Sinds hij zelf getroffen werd door die brand was hij wel wat verward, klonk het nog. Heeft die traumatisch ervaring iets bij E. in gang gezet? 

Hersenscan

Op zich kan het wel dat een persoon doorslaat nadat hij een zware traumatische ervaring heeft meegemaakt, zegt gerechtspsychiater Kurt Audenaert (UZ Gent). “Als mij zoiets wordt aangedaan, moet de rest van de wereld maar boeten, is dan de reactie.” 

Maar omdat Marc E. zijn leven lang een onbeschreven blad is geweest, lijkt Audenaert zoiets weinig waarschijnlijk. “Als het aan zijn persoonlijkheid lag, dan zou hij in het verleden nog al zulke incidenten hebben gehad. Hij zal wel al nare ervaringen hebben meegemaakt, zoals misschien een relatiebreuk, maar dan heeft hij blijkbaar toch niet zo gereageerd.” 
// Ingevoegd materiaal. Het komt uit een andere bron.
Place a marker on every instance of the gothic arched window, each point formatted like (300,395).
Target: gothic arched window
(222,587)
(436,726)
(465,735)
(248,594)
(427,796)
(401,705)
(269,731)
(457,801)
Wat Audenaert ook zo merkwaardig vindt aan het parcours van E. is dat hij zijn slachtoffers compleet willekeurig lijkt te hebben gekozen. “Als mensen in een psychose geweld plegen, dan is dat in de regel altijd naar bekenden”, zegt Audenaert. “Meestal zijn dat familieleden of verzorgers, maar het zijn nooit wildvreemden. Wat er dan nog overblijft, is dat er mogelijk iets organisch aan de hand is met zijn brein. Het gegeven dat alles zo willekeurig lijkt te zijn gelopen, doet me daaraan denken.” 

De broer van E. zei eerder al dat hij hoopt dat een hersenscan meer duidelijkheid kan geven, omdat hij de gebeurtenissen van de voorbije week ook niet kan plaatsen. 

“Ik zou bij die man een MRI-scan nemen van zijn hersenen om te zien of er afwijkingen zijn in de structuur”, zegt Audenaert. “Misschien zijn er tumoren of iets in dien aard. Misschien kan men ook een PET-scan doen om te kijken of de functies van de hersenen nog normaal werken. Die onderzoeken moeten gebeuren naast een klinische observatie, waarbij dokters de man in de gaten houden om na te gaan of hij zich achterdochtig gedraagt en goed aanspreekbaar blijft. En om te weten of hij op bepaalde prikkels heftig reageert.” 

Observatiecentrum

Volgens Uzieblo onderstreept deze zaak nog maar eens hoe belangrijk het is om een penitentiair observatiecentrum te hebben in ons land, waar experts het gedrag van een verdachte goed bestuderen voordat een proces begint. Psychiaters en psychologen klagen er al lang over dat ze nu analyses moeten maken van verdachten op basis van gesprekken van amper een paar uur tussen de gevangenismuren. 

Dat centrum is met decennia vertraging begin dit jaar opgestart in de gevangenis van Sint-Gillis. Maar experts wezen er toen ook op dat het voorziene personeelsbestand ruim ontoereikend zou zijn. “Hoe het er nu mee staat, weet ik niet”, zegt Uzieblo. “We horen er in het werkveld heel weinig van. Er blijven vooral veel vraagtekens over.”